Bob Marshall wrote those words.
The variable which to me seems to make the difference between a tragic and a normal death is the factor of happiness; a dual factor embracing both the personal happiness of the one who died and the amount he did toward making other people happy.
Bob Marshall wrote those words.
At the time, Marshall was a wilderness champion, working for the Forest Service. He was famous for his long exploratory walks through the American countryside, advocating for lands he often had personally set foot on.
And Marshall was no ordinary hiker. He often strived to do 30 miles in a day, bagging peaks along the way. If he didn’t reach the 30 mile mark, he’s do an “evening stroll” to make the few miles difference.
While Marshall was instrumental in the wilderness movement in the United States, designation by Congress didn’t come until years after his death.
Marshall was a bright, shining, light in the world of conservation.

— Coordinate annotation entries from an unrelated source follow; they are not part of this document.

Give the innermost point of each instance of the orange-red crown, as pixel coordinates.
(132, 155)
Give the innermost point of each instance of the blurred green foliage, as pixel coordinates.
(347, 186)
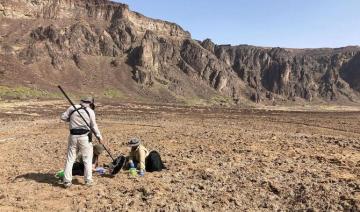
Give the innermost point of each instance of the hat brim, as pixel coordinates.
(133, 145)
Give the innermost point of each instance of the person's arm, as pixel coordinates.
(93, 124)
(66, 115)
(142, 156)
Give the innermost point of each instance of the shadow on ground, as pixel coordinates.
(46, 178)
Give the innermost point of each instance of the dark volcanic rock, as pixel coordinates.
(89, 38)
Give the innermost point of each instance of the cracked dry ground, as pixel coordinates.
(219, 160)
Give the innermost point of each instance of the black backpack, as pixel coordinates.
(153, 162)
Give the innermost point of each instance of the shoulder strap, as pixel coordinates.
(83, 108)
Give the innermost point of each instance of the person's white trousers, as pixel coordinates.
(79, 144)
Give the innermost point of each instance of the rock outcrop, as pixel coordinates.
(92, 39)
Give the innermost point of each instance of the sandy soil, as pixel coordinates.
(218, 159)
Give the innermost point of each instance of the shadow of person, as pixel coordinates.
(46, 178)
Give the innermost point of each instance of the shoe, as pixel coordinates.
(61, 182)
(67, 184)
(89, 183)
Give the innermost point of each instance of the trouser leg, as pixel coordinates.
(70, 159)
(86, 150)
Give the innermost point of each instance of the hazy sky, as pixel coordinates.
(284, 23)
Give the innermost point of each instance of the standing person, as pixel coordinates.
(79, 138)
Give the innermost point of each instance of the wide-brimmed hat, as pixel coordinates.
(134, 142)
(87, 99)
(98, 149)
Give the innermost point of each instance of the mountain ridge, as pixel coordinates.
(54, 41)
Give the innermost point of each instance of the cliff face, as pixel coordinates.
(45, 42)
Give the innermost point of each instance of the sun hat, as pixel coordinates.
(98, 149)
(134, 142)
(88, 99)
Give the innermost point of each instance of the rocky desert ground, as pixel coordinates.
(217, 159)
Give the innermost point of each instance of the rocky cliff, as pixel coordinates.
(99, 45)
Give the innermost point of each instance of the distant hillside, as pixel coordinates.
(103, 47)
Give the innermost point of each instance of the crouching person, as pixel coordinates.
(140, 158)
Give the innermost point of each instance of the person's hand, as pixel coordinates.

But he didn’t live long.
On Nov. 10, 1939, Marshall was on a midnight train to New York to visit his brothers, George and Jim.
“He seemed in fine spirits,” noted biographer James M. Glover in his book ,“A Wilderness Original.”
But a porter found Marshall dead in his berth.
He was just shy of 39 years old.
On Aug. 16, 1940, Agriculture Secretary Henry Wallace honored Bob Marshall by designating 950,000 acres of then primitive lands in the Flathead and Lewis and Clark National Forest as the Bob Marshall Wilderness.
This year marks the 80th anniversary of the wilderness, which has been added to over the decades, and
codified by Congress under the Wilderness Act of 1964. With additions, the wilderness area is now more than 1.5 million acres.
In tribute last week we went into the heart of what is now simply called “The Bob,” up and over Headquarters Creek Pass to the North Wall and back.
It was about 45 miles round trip.
Marshall would have done it in a little more than a day.
It took us four, though on the third day we considered a 20-mile hike out, but decided to stop just short of Headquarters Creek Pass; to simply enjoy the place and have an easy glide out the next morning.
Marshall had wisdom beyond his years. He picked the most beautiful places for wilderness preservation. The Bob is unique in that it preserves entire ecosystems. There’s river bottoms and mountaintops. We spent most of our time in the Sun River Game Preserve, another visionary landscape created to preserve elk herds in 1913 after they had largely been decimated in Montana.
We saw no elk (but plenty of tracks) but we did see several mountain goats, a black bear, heard hosts of pikas, sandhill cranes and two mule deer kept us company at a high mountain camp.
Hoary marmots whistled as we walked in the high country and there were too many squirrels to count, including one who was very happy that he had a “horseball” in his mouth.
We saw few people, but the trail turned to gumbo quickly when it rained, making for a sloppy trek on the way in.
Some camps appeared to be overused, but for the most part, the landscape was largely unscathed, save for the rutted track that served as a trail in places.
“Lovers of the Bob Marshall Wilderness like to call it the flagship of the wilderness preservation system and boast that it’s the most famous Forest Service Wilderness. A slight exaggeration, perhaps, but certainly the Bob Marshall Wilderness may have done more than any other single thing to make the name Bob Marshall a household word among wilderness enthusiasts,” Glover surmises.
We’re lucky to have this great landscape in our backyard.